H&M is the latest retailer to ruffle feathers—only this time, it’s literal.
On Friday, the fashion chain pulled Native American-inspired faux feather headdresses from its Canadian stores after customers complained that the hair accessories were offensive to aboriginals.
The Swedish-based retailer received three complaints before deciding to remove the headdresses from the market. One of those came from Kim Wheeler, 44, an Ojibwa-Mohawk from Winnipeg, Manitoba, who saw the headdresses while shopping with her daughter in Vancouver, British Columbia.
“They’re worn by chiefs. They’re a sign of honor and respect and leadership. They’re not a cute accessory to be worn in a nightclub,” Wheeler told CTV News
. “It's not something you take lightly and throw on your head and wear to the bar or a concert.”
Wheeler told Salon.com
that her “first instinct was to buy all of them and throw them in the garbage.” Instead, she emailed H&M, asking for the items to be pulled from shelves.

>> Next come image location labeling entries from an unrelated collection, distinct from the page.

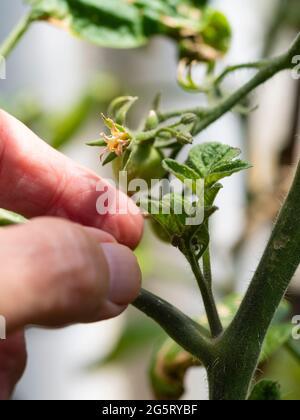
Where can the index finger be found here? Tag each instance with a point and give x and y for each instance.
(36, 180)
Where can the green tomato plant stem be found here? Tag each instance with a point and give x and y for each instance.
(187, 333)
(207, 295)
(239, 348)
(16, 35)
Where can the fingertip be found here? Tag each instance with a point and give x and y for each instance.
(125, 274)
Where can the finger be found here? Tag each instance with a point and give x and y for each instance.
(12, 363)
(55, 273)
(37, 180)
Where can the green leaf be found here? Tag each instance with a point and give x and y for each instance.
(171, 362)
(214, 161)
(120, 107)
(266, 391)
(109, 158)
(182, 172)
(9, 218)
(173, 213)
(131, 24)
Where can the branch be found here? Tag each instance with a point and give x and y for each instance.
(207, 296)
(273, 276)
(11, 41)
(268, 68)
(186, 332)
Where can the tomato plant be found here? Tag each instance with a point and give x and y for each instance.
(232, 346)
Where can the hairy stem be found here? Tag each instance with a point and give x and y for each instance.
(11, 41)
(207, 296)
(207, 267)
(187, 333)
(268, 69)
(240, 347)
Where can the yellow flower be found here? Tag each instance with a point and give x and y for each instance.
(119, 139)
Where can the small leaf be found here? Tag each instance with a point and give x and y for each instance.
(9, 218)
(266, 391)
(97, 143)
(277, 336)
(180, 171)
(120, 107)
(211, 193)
(214, 161)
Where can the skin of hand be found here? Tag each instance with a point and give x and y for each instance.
(68, 264)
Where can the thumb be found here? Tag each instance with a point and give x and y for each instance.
(55, 273)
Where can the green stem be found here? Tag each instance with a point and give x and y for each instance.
(207, 295)
(207, 267)
(241, 344)
(268, 70)
(11, 41)
(293, 348)
(187, 333)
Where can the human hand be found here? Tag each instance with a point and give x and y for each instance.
(55, 272)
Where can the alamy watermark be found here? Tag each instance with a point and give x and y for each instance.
(2, 68)
(2, 328)
(186, 199)
(296, 69)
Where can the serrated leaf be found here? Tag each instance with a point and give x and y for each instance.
(170, 356)
(179, 170)
(266, 390)
(214, 161)
(174, 214)
(130, 24)
(10, 218)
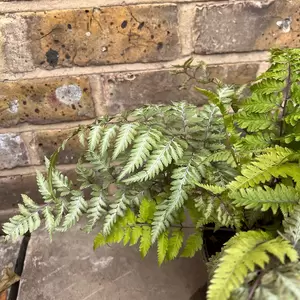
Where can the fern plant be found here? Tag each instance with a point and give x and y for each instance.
(232, 165)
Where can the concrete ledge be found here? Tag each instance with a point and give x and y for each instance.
(69, 269)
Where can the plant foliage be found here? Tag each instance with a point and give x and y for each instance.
(232, 164)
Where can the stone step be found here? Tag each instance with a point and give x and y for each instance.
(67, 269)
(10, 256)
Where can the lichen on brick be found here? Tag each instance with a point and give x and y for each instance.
(69, 94)
(97, 36)
(44, 101)
(13, 152)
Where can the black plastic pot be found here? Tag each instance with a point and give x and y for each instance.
(212, 243)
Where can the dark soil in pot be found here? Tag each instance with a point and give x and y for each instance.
(212, 243)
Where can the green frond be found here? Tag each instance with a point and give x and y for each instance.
(293, 118)
(94, 136)
(147, 210)
(256, 141)
(125, 138)
(263, 198)
(145, 241)
(76, 207)
(242, 254)
(161, 157)
(291, 225)
(162, 247)
(49, 220)
(18, 225)
(29, 203)
(108, 135)
(215, 189)
(175, 244)
(143, 144)
(261, 103)
(82, 136)
(127, 235)
(116, 209)
(280, 283)
(97, 207)
(61, 183)
(268, 86)
(135, 235)
(223, 155)
(43, 186)
(183, 179)
(254, 122)
(99, 241)
(193, 244)
(262, 169)
(291, 137)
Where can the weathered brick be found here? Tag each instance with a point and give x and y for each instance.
(127, 91)
(11, 188)
(95, 36)
(44, 101)
(46, 142)
(246, 26)
(13, 151)
(15, 52)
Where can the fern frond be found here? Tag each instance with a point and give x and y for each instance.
(175, 244)
(147, 210)
(108, 135)
(293, 118)
(99, 241)
(194, 243)
(61, 183)
(215, 189)
(49, 220)
(135, 235)
(254, 122)
(43, 187)
(97, 207)
(161, 157)
(162, 247)
(142, 146)
(94, 137)
(145, 242)
(183, 179)
(262, 169)
(268, 86)
(241, 255)
(125, 137)
(282, 282)
(116, 209)
(261, 103)
(264, 198)
(20, 224)
(76, 207)
(255, 141)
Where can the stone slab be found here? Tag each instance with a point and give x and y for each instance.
(9, 254)
(69, 269)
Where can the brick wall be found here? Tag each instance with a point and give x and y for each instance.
(63, 63)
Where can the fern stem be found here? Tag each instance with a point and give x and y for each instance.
(255, 285)
(286, 93)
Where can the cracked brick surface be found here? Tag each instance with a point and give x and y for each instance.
(98, 36)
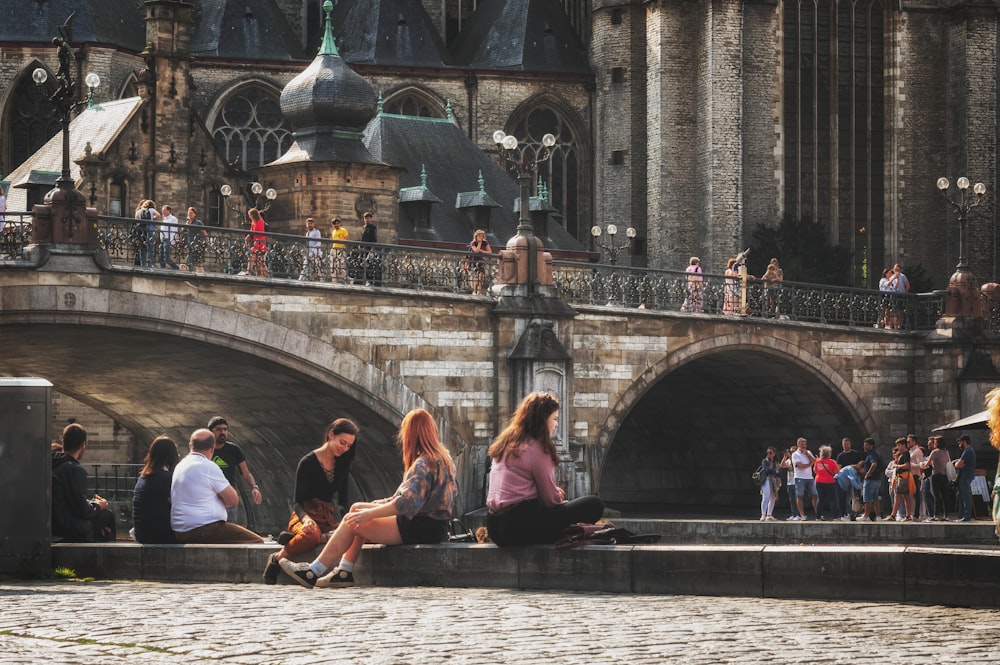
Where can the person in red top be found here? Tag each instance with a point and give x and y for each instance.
(826, 484)
(526, 506)
(258, 246)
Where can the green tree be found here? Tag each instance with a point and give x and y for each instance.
(803, 251)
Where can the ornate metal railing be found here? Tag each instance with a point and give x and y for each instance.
(272, 256)
(15, 234)
(673, 290)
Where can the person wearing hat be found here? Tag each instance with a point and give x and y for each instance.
(230, 458)
(966, 465)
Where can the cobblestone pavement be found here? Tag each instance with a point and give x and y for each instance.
(108, 622)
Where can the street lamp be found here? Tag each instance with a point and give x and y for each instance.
(611, 248)
(962, 203)
(517, 158)
(963, 288)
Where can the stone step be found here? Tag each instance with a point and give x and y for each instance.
(959, 576)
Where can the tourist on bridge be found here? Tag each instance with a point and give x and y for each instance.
(695, 282)
(200, 495)
(338, 265)
(320, 477)
(770, 484)
(526, 506)
(76, 519)
(311, 264)
(151, 498)
(418, 513)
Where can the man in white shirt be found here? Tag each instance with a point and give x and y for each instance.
(805, 485)
(167, 235)
(199, 496)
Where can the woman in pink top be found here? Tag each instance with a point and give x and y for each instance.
(526, 505)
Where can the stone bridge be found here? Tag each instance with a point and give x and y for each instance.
(664, 411)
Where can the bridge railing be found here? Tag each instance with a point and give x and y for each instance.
(675, 290)
(130, 242)
(15, 235)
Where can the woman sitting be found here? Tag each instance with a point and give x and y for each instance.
(526, 506)
(151, 499)
(321, 475)
(419, 511)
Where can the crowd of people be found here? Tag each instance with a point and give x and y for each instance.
(193, 499)
(921, 481)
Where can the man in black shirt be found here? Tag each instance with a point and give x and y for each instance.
(74, 518)
(231, 459)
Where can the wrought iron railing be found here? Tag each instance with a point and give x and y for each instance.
(114, 482)
(673, 290)
(291, 257)
(274, 256)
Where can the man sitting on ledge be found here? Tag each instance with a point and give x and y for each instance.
(200, 495)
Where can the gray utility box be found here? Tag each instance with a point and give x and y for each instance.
(25, 475)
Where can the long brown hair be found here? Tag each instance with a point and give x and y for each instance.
(418, 437)
(530, 421)
(162, 454)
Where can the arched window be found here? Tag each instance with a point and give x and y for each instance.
(32, 121)
(562, 174)
(834, 115)
(413, 104)
(251, 129)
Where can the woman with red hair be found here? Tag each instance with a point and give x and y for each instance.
(419, 511)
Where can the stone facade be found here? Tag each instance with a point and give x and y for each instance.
(682, 131)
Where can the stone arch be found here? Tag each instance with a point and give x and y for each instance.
(262, 376)
(565, 173)
(246, 123)
(404, 99)
(29, 120)
(701, 417)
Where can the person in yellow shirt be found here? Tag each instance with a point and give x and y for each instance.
(338, 268)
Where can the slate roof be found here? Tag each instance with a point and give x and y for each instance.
(521, 35)
(388, 32)
(99, 126)
(116, 22)
(244, 30)
(453, 162)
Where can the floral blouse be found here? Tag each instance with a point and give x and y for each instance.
(428, 489)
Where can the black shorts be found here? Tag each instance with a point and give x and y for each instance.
(422, 530)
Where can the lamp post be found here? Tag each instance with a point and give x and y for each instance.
(256, 189)
(963, 287)
(64, 217)
(611, 248)
(518, 160)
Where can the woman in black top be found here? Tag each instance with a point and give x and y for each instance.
(321, 475)
(151, 499)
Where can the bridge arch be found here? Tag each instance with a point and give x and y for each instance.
(688, 434)
(162, 363)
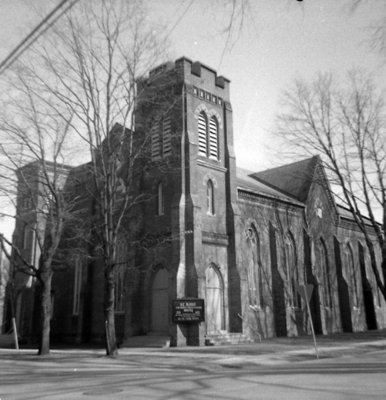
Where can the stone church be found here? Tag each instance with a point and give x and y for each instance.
(240, 246)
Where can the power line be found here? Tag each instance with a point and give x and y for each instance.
(36, 33)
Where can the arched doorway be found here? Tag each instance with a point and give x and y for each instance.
(160, 302)
(214, 300)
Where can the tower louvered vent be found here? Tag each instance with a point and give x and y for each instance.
(202, 134)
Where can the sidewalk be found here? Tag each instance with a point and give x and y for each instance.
(268, 352)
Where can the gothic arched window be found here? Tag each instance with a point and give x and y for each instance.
(292, 271)
(351, 275)
(202, 134)
(213, 138)
(254, 273)
(325, 273)
(166, 136)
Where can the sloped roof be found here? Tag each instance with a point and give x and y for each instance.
(293, 179)
(245, 180)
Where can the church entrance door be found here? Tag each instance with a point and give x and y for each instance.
(214, 300)
(160, 302)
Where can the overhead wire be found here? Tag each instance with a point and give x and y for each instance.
(36, 33)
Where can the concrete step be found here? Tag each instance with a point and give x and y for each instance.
(156, 341)
(224, 338)
(7, 341)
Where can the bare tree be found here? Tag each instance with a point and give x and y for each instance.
(346, 126)
(32, 179)
(90, 64)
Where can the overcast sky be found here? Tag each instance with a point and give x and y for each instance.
(280, 40)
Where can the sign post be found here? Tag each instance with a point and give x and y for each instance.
(305, 292)
(188, 310)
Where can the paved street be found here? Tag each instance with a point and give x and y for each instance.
(345, 370)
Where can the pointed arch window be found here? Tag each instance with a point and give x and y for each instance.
(213, 138)
(325, 273)
(292, 272)
(210, 197)
(254, 273)
(202, 134)
(351, 275)
(160, 199)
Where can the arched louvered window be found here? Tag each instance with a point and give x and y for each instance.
(160, 199)
(202, 134)
(213, 138)
(166, 136)
(210, 197)
(155, 141)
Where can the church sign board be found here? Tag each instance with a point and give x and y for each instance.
(188, 310)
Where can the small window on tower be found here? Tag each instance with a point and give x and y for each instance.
(210, 197)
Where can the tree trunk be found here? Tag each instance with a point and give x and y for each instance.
(110, 337)
(45, 313)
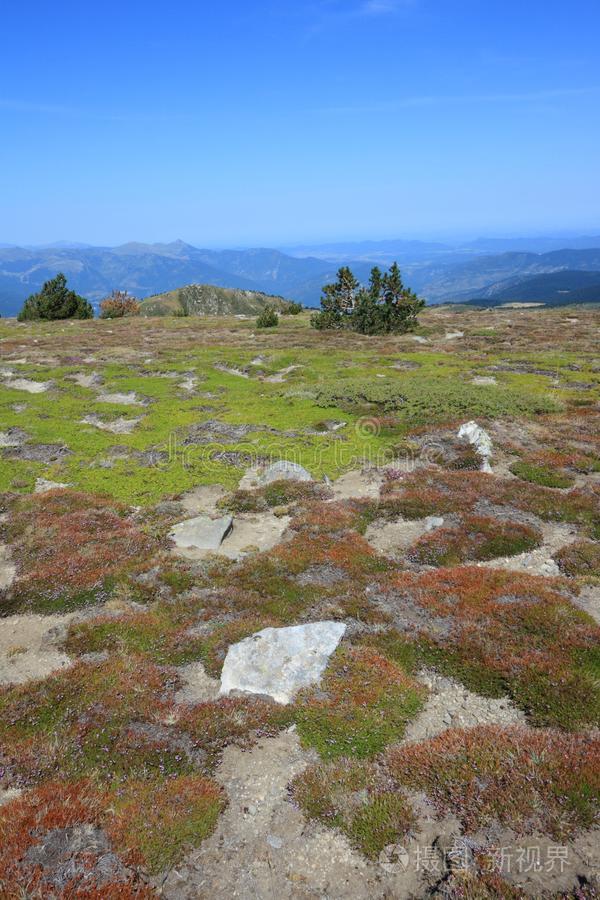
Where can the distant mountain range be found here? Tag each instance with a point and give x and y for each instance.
(207, 300)
(437, 271)
(555, 289)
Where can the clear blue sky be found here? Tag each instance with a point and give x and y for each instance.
(266, 123)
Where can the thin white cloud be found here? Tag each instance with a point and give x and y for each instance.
(458, 99)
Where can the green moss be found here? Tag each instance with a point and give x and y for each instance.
(348, 795)
(544, 475)
(364, 704)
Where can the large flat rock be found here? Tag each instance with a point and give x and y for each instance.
(201, 533)
(278, 662)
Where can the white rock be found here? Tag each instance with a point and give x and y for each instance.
(201, 532)
(480, 439)
(25, 384)
(483, 380)
(43, 484)
(128, 398)
(432, 522)
(9, 439)
(278, 662)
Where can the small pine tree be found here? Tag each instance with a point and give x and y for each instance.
(268, 318)
(337, 301)
(385, 306)
(55, 301)
(292, 309)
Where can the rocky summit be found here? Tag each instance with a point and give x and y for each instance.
(299, 611)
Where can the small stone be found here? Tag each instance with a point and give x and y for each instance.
(278, 662)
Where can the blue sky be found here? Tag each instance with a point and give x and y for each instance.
(267, 123)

H&M spokeswoman Emily Scarlett said the patterned head bands with bright pink-and-purple flowers were part of the company’s summer music festival collection called “H&M Loves Music.” She issued the following statement:
Music festivals these days are really about experimenting with fashion and dressing your personality. And they're very heavily based on accessories, really accessorizing your look...Of course we never want to offend anybody or come off as insensitive. We're always about being there for our customers.
According to Canada’s National Post
, Scarlett said the items are being removed from its 61 Canadian locations, but could not confirm if they were pulled from stores in other countries.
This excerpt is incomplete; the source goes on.